Simon Wiesenthal Center
The Simon Wiesenthal Center was established in 1977 to serve as an international Jewish human rights center dedicated to preserving the memory of the Holocaust through education and social action.  The Simon Wiesenthal Center’s website features digital Holocaust resource archives,  information on contemporary human rights issues, and links to the New York Tolerance Center, the Center for Human Dignity in Jerusalem, and other social justice organizations.
The Ghetto Fighters’ Museum (Israel)
This is the website for The Ghetto Fighters’ Museum and the adjoining Yad LaYeled Museum between Akko and Nahariya.  The museum, founded in 1949 by Holocaust survivors, houses information about Jews in the 20th century and educates the public about Jewish resistance movements including the organized uprisings of Jews in ghettos and camps, and Jews who fought in partisan units and the armies of the Allied forces.  The website offers museum information as well as information about the museum’s archives and educational programs.
The Holocaust History Project
The Holocaust History Project offers an archive of Holocaust related documents, photographs, recordings, and essays.  The site also contains Holocaust-denial information and refutation.
The Holocaust Memorial Center
The Holocaust Memorial Center, located in Farmington Hills, Michigan, offers synopses for Holocaust survivor interviews, a menu of library and archive materials, and an “About the Holocaust” link containing introductory information about the Holocaust and exhibits at the Memorial Center
The Mazal Library
The Mazal Library is a resource for historians, researchers, students and the general public containing 20,000 books, microfilm rolls, pamphlets, and ephemera related to the Holocaust, bigotry and anti-semitism, including 70,000 original documents that were used in the Nuremburg Trials.  The cyber-library section of the webpage will contain searchable text of the 42 volumes of the International Military Tribunal; the 15 volumes of the Nuernburg Military Tribunal, and the 11 volumes of the Nazi Conspiracy and Aggression.  The archives contain PDF versions of various photographs and documents pertaining to the Holocaust.
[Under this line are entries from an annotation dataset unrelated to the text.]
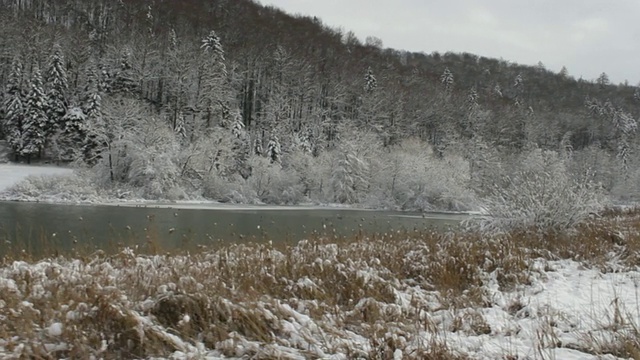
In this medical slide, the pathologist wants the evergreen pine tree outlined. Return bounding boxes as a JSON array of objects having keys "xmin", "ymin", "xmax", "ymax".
[
  {"xmin": 20, "ymin": 66, "xmax": 49, "ymax": 162},
  {"xmin": 110, "ymin": 51, "xmax": 140, "ymax": 94},
  {"xmin": 0, "ymin": 57, "xmax": 24, "ymax": 158},
  {"xmin": 267, "ymin": 136, "xmax": 281, "ymax": 164},
  {"xmin": 82, "ymin": 64, "xmax": 103, "ymax": 165},
  {"xmin": 197, "ymin": 31, "xmax": 232, "ymax": 129},
  {"xmin": 45, "ymin": 44, "xmax": 69, "ymax": 136},
  {"xmin": 440, "ymin": 67, "xmax": 453, "ymax": 90},
  {"xmin": 364, "ymin": 67, "xmax": 378, "ymax": 93}
]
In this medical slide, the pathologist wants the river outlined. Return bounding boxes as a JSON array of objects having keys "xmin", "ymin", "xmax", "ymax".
[{"xmin": 0, "ymin": 202, "xmax": 465, "ymax": 255}]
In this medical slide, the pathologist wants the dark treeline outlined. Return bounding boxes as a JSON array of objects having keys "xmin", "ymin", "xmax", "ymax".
[{"xmin": 0, "ymin": 0, "xmax": 640, "ymax": 209}]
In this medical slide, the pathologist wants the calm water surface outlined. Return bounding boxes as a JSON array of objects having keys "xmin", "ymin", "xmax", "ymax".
[{"xmin": 0, "ymin": 202, "xmax": 465, "ymax": 253}]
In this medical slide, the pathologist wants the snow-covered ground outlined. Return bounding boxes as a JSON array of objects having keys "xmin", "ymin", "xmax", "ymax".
[
  {"xmin": 0, "ymin": 238, "xmax": 640, "ymax": 360},
  {"xmin": 0, "ymin": 164, "xmax": 72, "ymax": 192}
]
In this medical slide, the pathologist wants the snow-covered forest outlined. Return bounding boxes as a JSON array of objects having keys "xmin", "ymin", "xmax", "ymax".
[{"xmin": 0, "ymin": 0, "xmax": 640, "ymax": 215}]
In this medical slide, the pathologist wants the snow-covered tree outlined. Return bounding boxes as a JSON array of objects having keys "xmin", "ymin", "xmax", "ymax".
[
  {"xmin": 331, "ymin": 146, "xmax": 369, "ymax": 204},
  {"xmin": 20, "ymin": 67, "xmax": 49, "ymax": 161},
  {"xmin": 364, "ymin": 66, "xmax": 378, "ymax": 93},
  {"xmin": 110, "ymin": 49, "xmax": 140, "ymax": 94},
  {"xmin": 480, "ymin": 149, "xmax": 605, "ymax": 233},
  {"xmin": 596, "ymin": 72, "xmax": 610, "ymax": 89},
  {"xmin": 197, "ymin": 30, "xmax": 232, "ymax": 130},
  {"xmin": 440, "ymin": 67, "xmax": 453, "ymax": 90},
  {"xmin": 82, "ymin": 64, "xmax": 102, "ymax": 119},
  {"xmin": 1, "ymin": 57, "xmax": 25, "ymax": 156},
  {"xmin": 50, "ymin": 106, "xmax": 87, "ymax": 161},
  {"xmin": 45, "ymin": 44, "xmax": 69, "ymax": 136},
  {"xmin": 267, "ymin": 135, "xmax": 282, "ymax": 164}
]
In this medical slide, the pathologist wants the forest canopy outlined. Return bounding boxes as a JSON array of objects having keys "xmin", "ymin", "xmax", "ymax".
[{"xmin": 0, "ymin": 0, "xmax": 640, "ymax": 231}]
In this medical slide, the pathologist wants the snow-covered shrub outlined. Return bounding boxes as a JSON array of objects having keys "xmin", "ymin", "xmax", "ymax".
[
  {"xmin": 283, "ymin": 150, "xmax": 331, "ymax": 201},
  {"xmin": 366, "ymin": 139, "xmax": 475, "ymax": 211},
  {"xmin": 4, "ymin": 172, "xmax": 99, "ymax": 202},
  {"xmin": 246, "ymin": 156, "xmax": 304, "ymax": 204},
  {"xmin": 479, "ymin": 149, "xmax": 605, "ymax": 232},
  {"xmin": 331, "ymin": 147, "xmax": 369, "ymax": 204},
  {"xmin": 202, "ymin": 172, "xmax": 250, "ymax": 204},
  {"xmin": 89, "ymin": 106, "xmax": 181, "ymax": 200}
]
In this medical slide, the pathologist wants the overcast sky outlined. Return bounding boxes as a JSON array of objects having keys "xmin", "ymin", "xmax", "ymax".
[{"xmin": 262, "ymin": 0, "xmax": 640, "ymax": 85}]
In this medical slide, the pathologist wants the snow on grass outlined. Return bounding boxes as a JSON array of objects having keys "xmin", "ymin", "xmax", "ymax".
[
  {"xmin": 0, "ymin": 212, "xmax": 640, "ymax": 360},
  {"xmin": 0, "ymin": 164, "xmax": 72, "ymax": 192}
]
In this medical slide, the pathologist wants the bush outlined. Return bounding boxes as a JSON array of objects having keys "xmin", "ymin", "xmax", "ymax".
[{"xmin": 474, "ymin": 149, "xmax": 605, "ymax": 232}]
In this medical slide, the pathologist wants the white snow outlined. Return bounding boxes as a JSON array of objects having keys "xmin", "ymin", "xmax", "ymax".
[
  {"xmin": 0, "ymin": 164, "xmax": 72, "ymax": 192},
  {"xmin": 48, "ymin": 323, "xmax": 63, "ymax": 337}
]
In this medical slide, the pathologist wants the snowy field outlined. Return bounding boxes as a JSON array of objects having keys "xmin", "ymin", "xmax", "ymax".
[
  {"xmin": 0, "ymin": 164, "xmax": 72, "ymax": 192},
  {"xmin": 0, "ymin": 219, "xmax": 640, "ymax": 360}
]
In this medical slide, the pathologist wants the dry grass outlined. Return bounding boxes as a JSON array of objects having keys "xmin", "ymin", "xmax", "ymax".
[{"xmin": 0, "ymin": 212, "xmax": 640, "ymax": 359}]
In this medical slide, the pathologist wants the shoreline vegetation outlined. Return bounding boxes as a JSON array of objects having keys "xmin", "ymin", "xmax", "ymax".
[{"xmin": 0, "ymin": 209, "xmax": 640, "ymax": 359}]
The Nuremburg War Crimes Trials
Yale Law School’s Avalon Project has published the proceedings of the Nuremburg War Crimes Trials on its website.  The documents include trial motions, orders of the tribunal, presentation of cases, testimony of witnesses and final reports related to the Nuremburg Trials.  The site also contains documents from subsequent proceedings and other key documents related to the Nuremburg proceedings.
Voice Vision Holocaust Survivor Oral History Archive
The University of Michigan-Dearborn’s Dr. Sidney Bolkosky interviewed Holocaust survivors and recorded their testimony.  The tapes, transcripts, and audio versions of those interviews are available through the Voice Vision website.